Two Styles, One Home
A California couple shows how 'his' house and 'her' house became their house.
Synopsis: Jan, a watercolor artist, and Jim, a landscape architect, get re-acquainted in mid-life and marry. Jim likes the clean lines and no-fuss sparseness of contemporary design, but Jan needs something a bit more traditional. Working with their architects, the couple balances both worlds, creating a home with very contemporary lines but with a warmth that comes from their choice of materials, colors, and arrangement of the rooms.
Jan and Jim Lord realized pretty soon after they married that Jim’s rundown little bachelor bungalow wasn’t going to suit them for very long. But it wasn’t until the laundry room roof caved in that they confronted the issue. “Honey,” Jim said as he surveyed the mess, “I think we have to build a new house.”
It made sense to the Lords, but Jan remembers their friends were aghast. “They said, You’re going to get a divorce if you try to build a house together,” she recalls. So, heeding their friends’ advice, the couple started searching. But every day of house hunting ended with the same conclusion: The place they wanted to live was the place they already were. As ramshackle as the bungalow was, it was in a great location—perched on a hillside 20 miles south of San Francisco, with a view over the East Bay on one side and down a lush canyon on the other. “We decided we’d just rather stay here,” Jan says.
But their friends were right about something. They might have agreed on the location, but Jim, a landscape contractor, and Jan, an artist, weren’t even close in their idea of the perfect home. Jim’s dream house was contemporary, unusual, one-of-a-kind. “I had no interest in some design off the shelf,” he says. Jan, on the other hand, had her mind set on a more conventional abode, perhaps in a traditional French country or Mediterranean style.
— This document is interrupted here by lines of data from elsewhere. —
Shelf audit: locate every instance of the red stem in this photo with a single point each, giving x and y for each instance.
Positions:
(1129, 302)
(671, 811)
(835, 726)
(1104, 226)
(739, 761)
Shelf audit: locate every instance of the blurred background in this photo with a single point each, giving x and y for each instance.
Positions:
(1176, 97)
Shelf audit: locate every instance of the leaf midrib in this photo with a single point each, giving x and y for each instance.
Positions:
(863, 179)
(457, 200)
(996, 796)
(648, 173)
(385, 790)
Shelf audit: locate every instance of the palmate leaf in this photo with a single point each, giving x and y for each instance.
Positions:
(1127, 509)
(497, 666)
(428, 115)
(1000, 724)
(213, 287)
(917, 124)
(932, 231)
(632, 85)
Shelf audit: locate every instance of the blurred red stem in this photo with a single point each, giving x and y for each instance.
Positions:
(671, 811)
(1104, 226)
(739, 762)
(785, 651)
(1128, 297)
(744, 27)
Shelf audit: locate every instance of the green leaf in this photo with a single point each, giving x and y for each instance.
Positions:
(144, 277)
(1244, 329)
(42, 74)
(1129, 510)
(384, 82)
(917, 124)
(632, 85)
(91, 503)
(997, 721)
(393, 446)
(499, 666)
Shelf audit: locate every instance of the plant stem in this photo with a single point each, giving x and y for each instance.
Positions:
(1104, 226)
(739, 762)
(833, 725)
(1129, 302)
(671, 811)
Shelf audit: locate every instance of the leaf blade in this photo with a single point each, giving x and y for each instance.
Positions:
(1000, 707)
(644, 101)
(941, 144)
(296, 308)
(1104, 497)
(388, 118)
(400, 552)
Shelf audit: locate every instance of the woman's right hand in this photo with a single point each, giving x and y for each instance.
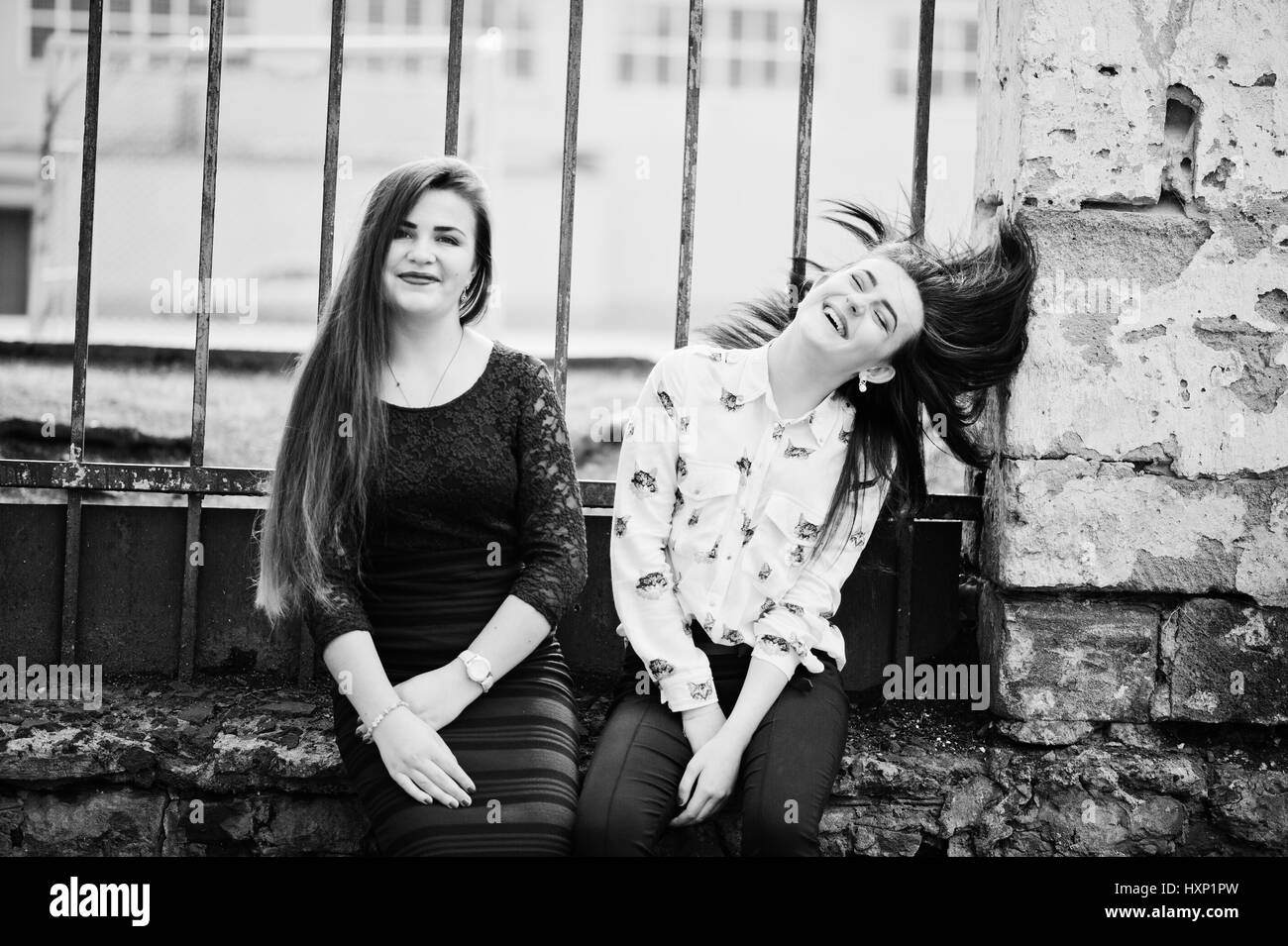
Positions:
(419, 761)
(700, 723)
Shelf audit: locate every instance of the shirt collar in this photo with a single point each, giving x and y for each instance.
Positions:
(823, 421)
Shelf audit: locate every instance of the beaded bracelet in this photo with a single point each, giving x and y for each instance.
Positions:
(368, 732)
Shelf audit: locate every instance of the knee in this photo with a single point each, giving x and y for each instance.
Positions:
(786, 832)
(606, 829)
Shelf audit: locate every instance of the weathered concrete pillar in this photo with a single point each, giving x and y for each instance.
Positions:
(1136, 532)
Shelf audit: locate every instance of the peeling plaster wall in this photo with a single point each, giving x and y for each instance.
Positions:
(1144, 443)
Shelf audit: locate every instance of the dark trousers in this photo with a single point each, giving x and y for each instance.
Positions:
(629, 793)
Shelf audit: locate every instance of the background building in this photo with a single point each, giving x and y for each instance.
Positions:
(629, 171)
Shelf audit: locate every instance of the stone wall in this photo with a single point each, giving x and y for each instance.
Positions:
(1136, 521)
(240, 768)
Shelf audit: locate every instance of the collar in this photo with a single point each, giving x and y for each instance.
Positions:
(823, 421)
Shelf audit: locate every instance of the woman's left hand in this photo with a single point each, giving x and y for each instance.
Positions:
(708, 779)
(439, 696)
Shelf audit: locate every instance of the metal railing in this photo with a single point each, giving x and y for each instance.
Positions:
(197, 480)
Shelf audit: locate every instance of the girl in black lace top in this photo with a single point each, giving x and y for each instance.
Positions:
(425, 521)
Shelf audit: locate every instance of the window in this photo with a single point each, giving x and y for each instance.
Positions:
(954, 54)
(136, 33)
(742, 47)
(424, 25)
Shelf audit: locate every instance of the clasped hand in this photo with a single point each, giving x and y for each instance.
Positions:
(712, 771)
(410, 744)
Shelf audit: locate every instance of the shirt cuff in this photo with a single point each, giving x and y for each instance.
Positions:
(786, 654)
(692, 692)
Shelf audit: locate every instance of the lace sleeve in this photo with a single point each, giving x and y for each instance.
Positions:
(343, 610)
(552, 529)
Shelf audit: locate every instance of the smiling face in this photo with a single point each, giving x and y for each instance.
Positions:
(859, 315)
(430, 259)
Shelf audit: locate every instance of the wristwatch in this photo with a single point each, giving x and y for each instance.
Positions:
(478, 668)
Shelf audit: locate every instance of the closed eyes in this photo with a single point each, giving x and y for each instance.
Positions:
(892, 321)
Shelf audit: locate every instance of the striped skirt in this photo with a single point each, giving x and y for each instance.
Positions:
(518, 743)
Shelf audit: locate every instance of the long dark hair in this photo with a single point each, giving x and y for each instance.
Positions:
(977, 305)
(335, 429)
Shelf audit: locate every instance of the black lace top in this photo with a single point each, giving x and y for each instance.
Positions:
(492, 467)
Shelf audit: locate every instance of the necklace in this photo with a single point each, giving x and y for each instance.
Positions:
(439, 379)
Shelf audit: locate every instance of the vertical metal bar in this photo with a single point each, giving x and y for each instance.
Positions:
(903, 613)
(456, 30)
(67, 640)
(67, 644)
(925, 54)
(330, 161)
(804, 141)
(85, 245)
(572, 98)
(193, 556)
(330, 158)
(694, 86)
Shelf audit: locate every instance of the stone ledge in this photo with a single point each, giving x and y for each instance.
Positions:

After discussing their project with architects Steven and Cathi House, who specialize in contemporary design, the Lords both realized that their plans for a new house didn’t have to fit into a predetermined mold. By focusing instead on the elements that were important to them—lots of light, a connection to the outdoors, an uncluttered lifestyle—the Lords and their architects were able to design a house that fit both of them. “It’s light, it’s open, it’s uncluttered,” Jim says approvingly. “And there are no other homes like this one.”
Asking the right questions
Before designing the Lords’ home, the Houses had them fill out an extensive questionnaire that went well beyond standard issues like the number of bathrooms or whether they wanted a formal dining room. “We learned from Jim and Jan that they wanted their home to be a sanctuary—a private, quiet place where they could be romantic and close when together but have their own separate spaces for work and personal growth,” says Steven House. Jan’s love of the inland views to the garden and Jim’s preference for distant bay and mountain views translated directly into the design through the placement of her studio on the lower level and his office on the top one. And their desire for order resulted in the delicate glass shelves the Houses designed to consolidate their extensive collection of old juice reamers.